We don’t just put together bikes and sell them, we also love riding them.
It used to be that my favorite training ride, one of those rides that are handy when you have something else to do that day, was to cross the Golden Gate Bridge, climb the hill overlooking the Marin Headlands, stop for a minute to take in the view of San Francisco from the top of Conzelman Road, ride down the hill, perhaps take a detour to the Headlands Institute and Rodeo Beach to watch the waves, ride east on Bunker Road, climb again up McCullough Road and return to the city across the Bridge—about an hour and a half from my home in San Francisco. I used to take this ride twice, maybe three times a week.
Well, no more. Conzelman Road has been blocked off for the best part of this year.
Why? Because the National Park Service and the U.S. Department of Transportation have decided to improve something that was close to perfect. They are repaving the roads, enlarging them to accommodate parking for cars, and, yes, they are including a bike lane on the way up.
I certainly applaud the inclusion of a bike lane, although it should not be necessary on what is substantially a country road. Here people are supposed to look at the stunning scenery and feel at peace with nature, rather than driving at top speed with great danger to themselves and to others without any law enforcement within sight. The newly paved roads will certainly not discourage such behavior.
What will Conzelman Road look like? According to the rendering shown in the project’s website, www.projectheadlands.gov, it will be distressingly similar to the parking lot surrounding a suburban shopping mall.

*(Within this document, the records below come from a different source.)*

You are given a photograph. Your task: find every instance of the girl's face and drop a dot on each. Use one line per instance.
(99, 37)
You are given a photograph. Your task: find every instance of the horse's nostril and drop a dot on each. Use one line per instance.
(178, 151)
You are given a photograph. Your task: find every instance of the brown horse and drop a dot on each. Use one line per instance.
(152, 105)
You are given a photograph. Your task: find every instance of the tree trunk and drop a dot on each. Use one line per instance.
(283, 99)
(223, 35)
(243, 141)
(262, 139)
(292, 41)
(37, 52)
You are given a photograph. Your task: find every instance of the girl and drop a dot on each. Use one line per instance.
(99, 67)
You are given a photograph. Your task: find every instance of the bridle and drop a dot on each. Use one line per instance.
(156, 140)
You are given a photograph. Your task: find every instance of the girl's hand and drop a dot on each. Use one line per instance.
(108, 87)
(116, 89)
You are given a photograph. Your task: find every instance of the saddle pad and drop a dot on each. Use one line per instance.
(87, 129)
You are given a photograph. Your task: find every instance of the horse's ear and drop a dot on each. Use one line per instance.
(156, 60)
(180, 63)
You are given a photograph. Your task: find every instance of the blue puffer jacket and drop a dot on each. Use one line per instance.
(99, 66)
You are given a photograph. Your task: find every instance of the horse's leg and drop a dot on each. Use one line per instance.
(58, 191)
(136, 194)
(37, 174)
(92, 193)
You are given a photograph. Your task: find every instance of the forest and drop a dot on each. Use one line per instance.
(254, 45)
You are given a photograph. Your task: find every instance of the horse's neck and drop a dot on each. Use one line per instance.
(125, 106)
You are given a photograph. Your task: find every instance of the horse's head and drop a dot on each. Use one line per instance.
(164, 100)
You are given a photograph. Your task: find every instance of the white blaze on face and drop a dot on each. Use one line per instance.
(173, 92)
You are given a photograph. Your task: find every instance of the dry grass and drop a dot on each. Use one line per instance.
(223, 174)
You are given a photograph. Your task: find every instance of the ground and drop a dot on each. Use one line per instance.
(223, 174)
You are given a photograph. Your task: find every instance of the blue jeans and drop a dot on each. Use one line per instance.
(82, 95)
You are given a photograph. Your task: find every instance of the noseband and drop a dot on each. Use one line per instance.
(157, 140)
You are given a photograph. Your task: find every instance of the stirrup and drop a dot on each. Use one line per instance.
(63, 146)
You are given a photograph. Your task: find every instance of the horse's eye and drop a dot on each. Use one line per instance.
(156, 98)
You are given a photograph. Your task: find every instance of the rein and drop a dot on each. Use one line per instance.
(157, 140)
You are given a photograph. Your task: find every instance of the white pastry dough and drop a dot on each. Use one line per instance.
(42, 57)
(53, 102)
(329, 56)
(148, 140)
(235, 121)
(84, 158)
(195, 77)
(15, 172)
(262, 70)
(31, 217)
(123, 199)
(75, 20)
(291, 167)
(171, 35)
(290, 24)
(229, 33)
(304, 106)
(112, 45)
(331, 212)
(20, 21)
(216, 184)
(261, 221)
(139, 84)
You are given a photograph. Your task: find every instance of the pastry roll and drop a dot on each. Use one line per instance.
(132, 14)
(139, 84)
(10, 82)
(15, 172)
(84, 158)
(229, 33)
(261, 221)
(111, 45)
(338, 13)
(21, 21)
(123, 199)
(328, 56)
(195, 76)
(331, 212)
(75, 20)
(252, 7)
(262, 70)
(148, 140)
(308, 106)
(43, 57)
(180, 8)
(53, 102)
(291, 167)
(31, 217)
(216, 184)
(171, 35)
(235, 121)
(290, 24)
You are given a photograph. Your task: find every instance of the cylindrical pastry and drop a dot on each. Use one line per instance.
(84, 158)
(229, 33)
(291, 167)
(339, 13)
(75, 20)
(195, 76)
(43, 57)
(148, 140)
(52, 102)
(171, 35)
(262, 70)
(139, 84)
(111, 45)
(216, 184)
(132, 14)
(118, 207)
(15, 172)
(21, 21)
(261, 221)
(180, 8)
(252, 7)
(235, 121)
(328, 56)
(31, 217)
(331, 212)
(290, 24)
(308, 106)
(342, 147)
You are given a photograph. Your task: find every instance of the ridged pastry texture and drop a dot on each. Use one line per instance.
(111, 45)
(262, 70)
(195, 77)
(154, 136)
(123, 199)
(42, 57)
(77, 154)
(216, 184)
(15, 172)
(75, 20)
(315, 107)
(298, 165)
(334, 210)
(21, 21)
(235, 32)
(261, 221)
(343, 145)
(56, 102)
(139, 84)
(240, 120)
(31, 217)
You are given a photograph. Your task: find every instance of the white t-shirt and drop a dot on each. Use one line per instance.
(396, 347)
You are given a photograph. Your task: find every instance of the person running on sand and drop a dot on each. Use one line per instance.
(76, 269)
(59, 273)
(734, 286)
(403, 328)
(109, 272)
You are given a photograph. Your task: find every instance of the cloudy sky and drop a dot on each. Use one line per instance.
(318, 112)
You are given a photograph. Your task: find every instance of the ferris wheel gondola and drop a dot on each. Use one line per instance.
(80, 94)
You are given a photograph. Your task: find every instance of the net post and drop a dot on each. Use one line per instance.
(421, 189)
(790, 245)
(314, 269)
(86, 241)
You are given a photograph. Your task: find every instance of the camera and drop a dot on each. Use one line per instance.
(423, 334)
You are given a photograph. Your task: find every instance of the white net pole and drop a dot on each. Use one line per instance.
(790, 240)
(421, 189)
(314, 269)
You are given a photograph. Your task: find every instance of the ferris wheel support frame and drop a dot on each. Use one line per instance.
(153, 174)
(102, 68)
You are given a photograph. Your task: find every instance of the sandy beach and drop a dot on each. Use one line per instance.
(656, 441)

Why is it that we think of some beautiful spot as some sort of tourist destination, or a ride, not as in bike ride but as in Disneyland ride, something that is made especially for tourists, in other words, and should be avoided carefully by locals. We have seen such trivialization happening with Lombard Street in San Francisco, which has no other reason to appeal to hordes of visitors than that of being curved. Still in San Francisco, Fisherman’s Wharf, another area that has become the prime example of a tourist trap, with the same shops and souvenirs we see anywhere else on the planet.